HOUSTON — NASA astronaut Kevin Ford of Indiana, making final preparations for an October launch to the International Space Station at the Gagarin Cosmonaut Training Center, Star City, Russia, will be available for live satellite interviews from 5 to 6 a.m. CDT Friday, Oct. 5.
The interviews will originate from Star City, and will be preceded at 4:30 a.m. by a video b-roll feed of Ford’s mission training and previous spaceflight. To participate in the interviews, reporters should contact Karen Svetaka at 281-483-8684 or 281-433-0830 no later than 2 p.m. Thursday, Oct. 4.
Ford, who previously served as pilot aboard space shuttle Discovery on its STS-128 mission to the station in September 2009, will first serve as an Expedition 33 flight engineer through mid-November, and will then transition to commander of Expedition 34 through March, 2013. Ford is scheduled to launch with Flight Engineers Oleg Novitskiy and Evgeny Tarelkin of the Russian Federal Space Agency at 5:51 a.m. CDT Oct. 23 (4:51 p.m. Baikonur time) from the Baikonur Cosmodrome launch pad 31 in Kazakhstan.
A retired U.S. Air Force colonel, Ford is a native of Montpelier, Ind. He holds a bachelor’s degree in aerospace engineering from the University of Notre Dame, a master’s in international relations from Troy State University, a master’s in aerospace engineering from the University of Florida, and a doctorate in aeronautical engineering from the U.S. Air Force Institute of Technology. He was selected as an astronaut in 2000. Ford’s biography is available at: http://go.nasa.gov/kevinford
Ford and his colleagues will be aboard the station during an exceptionally busy time that includes cargo operations of two SpaceX Dragon commercial vehicles; four Russian Progress resupply vehicles, and the arrival of “Cygnus,” the first commercial cargo spacecraft from the Orbital Sciences Corp., scheduled for December 2012. November will bring the departure of station crew members Sunita Williams, Yuri Malenchenko and Aki Hoshide, while mid-December will bring Ford and his crewmates three new crew members – NASA’s Tom Marshburn, Canada’s Chris Hadfield and Russia’s Roman Romanenko – rounding out the six-person Expedition 34 crew.

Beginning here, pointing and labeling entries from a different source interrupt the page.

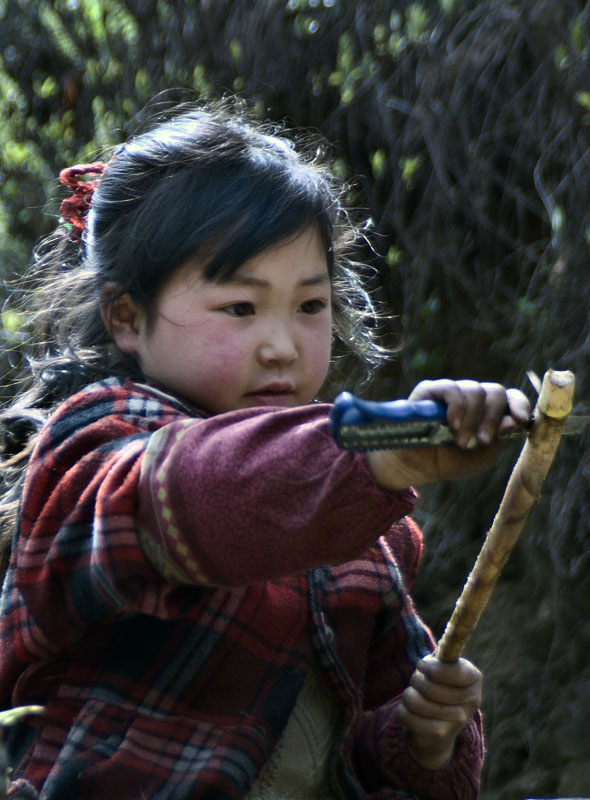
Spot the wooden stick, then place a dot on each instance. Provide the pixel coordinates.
(524, 486)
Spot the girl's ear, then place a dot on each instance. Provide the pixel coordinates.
(123, 318)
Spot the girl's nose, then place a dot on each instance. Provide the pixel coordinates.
(277, 345)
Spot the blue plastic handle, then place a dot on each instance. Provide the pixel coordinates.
(349, 412)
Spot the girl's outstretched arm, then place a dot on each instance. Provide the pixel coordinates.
(477, 413)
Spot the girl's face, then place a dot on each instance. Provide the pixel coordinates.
(261, 338)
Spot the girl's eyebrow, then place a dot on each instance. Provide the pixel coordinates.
(245, 280)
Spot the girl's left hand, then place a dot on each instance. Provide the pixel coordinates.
(436, 706)
(478, 414)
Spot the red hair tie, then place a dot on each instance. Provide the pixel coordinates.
(74, 209)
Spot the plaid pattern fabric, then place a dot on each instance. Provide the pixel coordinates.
(180, 687)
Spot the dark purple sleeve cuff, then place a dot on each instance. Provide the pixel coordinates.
(383, 759)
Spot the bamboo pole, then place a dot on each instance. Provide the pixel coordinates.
(524, 486)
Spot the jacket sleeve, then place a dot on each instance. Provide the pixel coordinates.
(229, 500)
(253, 495)
(382, 759)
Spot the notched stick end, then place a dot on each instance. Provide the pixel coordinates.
(556, 398)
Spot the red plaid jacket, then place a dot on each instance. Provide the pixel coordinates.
(173, 581)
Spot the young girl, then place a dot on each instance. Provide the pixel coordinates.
(208, 597)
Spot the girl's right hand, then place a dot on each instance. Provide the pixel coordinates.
(477, 413)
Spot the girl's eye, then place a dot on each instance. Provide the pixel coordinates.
(313, 306)
(244, 309)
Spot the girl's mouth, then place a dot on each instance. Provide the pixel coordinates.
(273, 396)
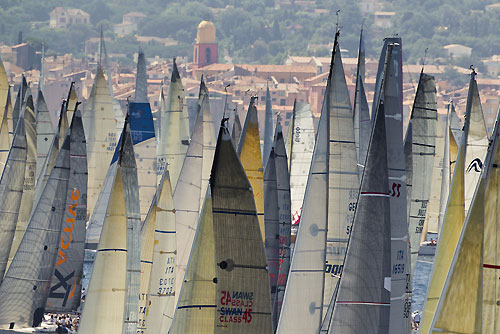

Ford previously spent 14 days in space as pilot aboard the space shuttle Discovery’s STS-128 mission in 2009, which delivered the multi-purpose logistics module “Leonardo” to the station with more than 15,000 pounds of science and storage racks to the orbiting outpost. On that mission, Ford used Discovery’s robotic arm to help conduct a survey of the shuttle’s heat shield; installed and unberthed “Leonardo,” operated the station’s robotic arm in support of two of the mission’s three spacewalks and helped unload critical supplies from Leonardo.
NASA TV’s Media Channel 103 will carry the b-roll and will be used to conduct the interviews. It is an MPEG-4 digital C-band signal, carried by QPSK/DVB-S modulation on satellite AMC-18C, transponder 3C, at 105 degrees west longitude, with a downlink frequency of 3760 MHz, vertical polarization, data rate of 38.80 MHz, symbol rate of 28.0681 Mbps, and 3/4 FEC. A Digital Video Broadcast (DVB) compliant Integrated Receiver Decoder (IRD) is needed for reception. The Compression Format is MPEG-4, Video PID = 0x1031 hex / 4145 decimal, AC-3 Audio PID = 0x1035 hex /4149 decimal, MPEG I Layer II Audio PID = 0x1034 hex /4148 decimal.